Thanks KC. I am sure your advice is more current than mine. And is ultimately appropriate when immediate transport is available.

I was first aid certified in 1974, when American Red Cross still trained in tracheotomies and other real trauma needs.

Then I stayed certified for about thirty five years. The last ten years of which was instructions on use of cell phone. LOL. Since then, we have only CPR certified.

Back in '74, we were told to loosen the tourniquet every four hours. Later classes said never loosen the tourniquet as chances were that you would not subsequently be able to stop the bleeding, and the limb was lost anyway.

While I have been happy to have the training and will to use it.
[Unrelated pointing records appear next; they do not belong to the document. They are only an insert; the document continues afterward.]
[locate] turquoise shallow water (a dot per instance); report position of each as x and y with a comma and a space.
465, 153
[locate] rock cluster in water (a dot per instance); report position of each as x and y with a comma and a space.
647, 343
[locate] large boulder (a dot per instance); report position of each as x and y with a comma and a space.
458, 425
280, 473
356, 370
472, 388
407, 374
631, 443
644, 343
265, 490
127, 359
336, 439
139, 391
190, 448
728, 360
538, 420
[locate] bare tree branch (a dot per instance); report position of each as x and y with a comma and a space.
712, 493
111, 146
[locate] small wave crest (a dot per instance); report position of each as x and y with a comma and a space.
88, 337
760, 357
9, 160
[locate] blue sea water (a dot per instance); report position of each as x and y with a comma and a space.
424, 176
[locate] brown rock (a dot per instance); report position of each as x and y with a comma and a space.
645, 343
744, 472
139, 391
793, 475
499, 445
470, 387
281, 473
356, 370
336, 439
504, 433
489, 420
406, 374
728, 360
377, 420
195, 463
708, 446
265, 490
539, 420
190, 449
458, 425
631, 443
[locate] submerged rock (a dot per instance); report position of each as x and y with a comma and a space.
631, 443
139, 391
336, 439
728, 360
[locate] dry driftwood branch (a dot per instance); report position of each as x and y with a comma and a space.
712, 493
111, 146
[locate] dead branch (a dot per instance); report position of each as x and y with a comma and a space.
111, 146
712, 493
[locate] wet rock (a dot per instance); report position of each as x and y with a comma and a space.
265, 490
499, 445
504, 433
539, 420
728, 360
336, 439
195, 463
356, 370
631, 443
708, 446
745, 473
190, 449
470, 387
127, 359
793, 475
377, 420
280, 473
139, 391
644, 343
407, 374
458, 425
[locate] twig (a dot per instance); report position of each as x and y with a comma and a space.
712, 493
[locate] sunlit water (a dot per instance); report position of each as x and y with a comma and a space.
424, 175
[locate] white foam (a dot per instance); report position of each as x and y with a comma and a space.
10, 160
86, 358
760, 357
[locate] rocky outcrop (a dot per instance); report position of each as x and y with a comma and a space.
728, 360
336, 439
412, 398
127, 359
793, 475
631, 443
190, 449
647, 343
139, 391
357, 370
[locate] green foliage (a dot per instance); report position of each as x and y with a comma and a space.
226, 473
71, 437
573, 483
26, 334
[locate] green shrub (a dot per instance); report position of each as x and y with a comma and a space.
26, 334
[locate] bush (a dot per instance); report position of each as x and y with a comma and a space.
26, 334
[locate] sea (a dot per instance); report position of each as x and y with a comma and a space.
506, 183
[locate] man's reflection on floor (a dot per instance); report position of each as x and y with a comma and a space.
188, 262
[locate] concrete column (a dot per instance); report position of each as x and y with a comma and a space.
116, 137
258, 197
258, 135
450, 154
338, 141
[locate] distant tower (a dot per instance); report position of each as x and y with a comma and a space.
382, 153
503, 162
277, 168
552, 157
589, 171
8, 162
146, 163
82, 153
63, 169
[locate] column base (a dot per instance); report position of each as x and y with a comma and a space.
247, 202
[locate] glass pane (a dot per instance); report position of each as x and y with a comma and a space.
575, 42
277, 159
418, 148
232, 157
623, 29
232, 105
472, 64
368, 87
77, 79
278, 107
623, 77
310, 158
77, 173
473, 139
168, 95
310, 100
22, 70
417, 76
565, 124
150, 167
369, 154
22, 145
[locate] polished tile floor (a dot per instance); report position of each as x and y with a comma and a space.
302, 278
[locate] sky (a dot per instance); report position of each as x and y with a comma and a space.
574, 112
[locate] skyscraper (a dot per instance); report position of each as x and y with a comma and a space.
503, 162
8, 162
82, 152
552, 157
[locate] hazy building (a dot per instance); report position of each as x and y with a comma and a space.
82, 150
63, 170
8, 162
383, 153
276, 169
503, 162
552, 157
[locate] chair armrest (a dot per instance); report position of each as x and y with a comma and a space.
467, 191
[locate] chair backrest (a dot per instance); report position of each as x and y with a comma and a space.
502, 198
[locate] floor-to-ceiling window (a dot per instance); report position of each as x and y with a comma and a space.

The truth is, fortunately, almost all of my first aid ministrations involving blood loss has been with four legged critters.

A hunting buddy nearly excised his second finger at the first joint using a knife in a stupid manner while dressing an elk. We dressed it with strips torn from his daughter's flannel shirt and stopped the blood flow.

We were six hours from camp and still had to get the elk on the horses. Plus we had another bull to retrieve the next day. A before daylight to well after dark venture.

I had a proper first aid kit in the camper and dressed the wound properly that night. Unfortunately, the only antibiotic available was Neosporin, but it turned out to be enough.

Of course, if the injury had been life threatening, the elk would have been left to the ravens and coyotes. But we were still seven or eight hours from phone service.

As it turned out, the blade missed the tendons, and the darned guy never even went in for stitches when we got home. But he has a hell of a lump on the side of that finger ten years later, that he should not have.

Fortunately the vast majority of first aid needs, not involving serious thoracic or abdominal trauma, can usually be addressed with kit on hand. A shredded shirt as bandage, magazines or branches as splints, foil or plastic wrap (sandwich baggie) to seal a sucking chest wound.

One should not throw hands in air and give up in an emergency simply because he does not have a "professional grade trauma kit" on hand.


People who choose to brew up their own storms bitch loudest about the rain.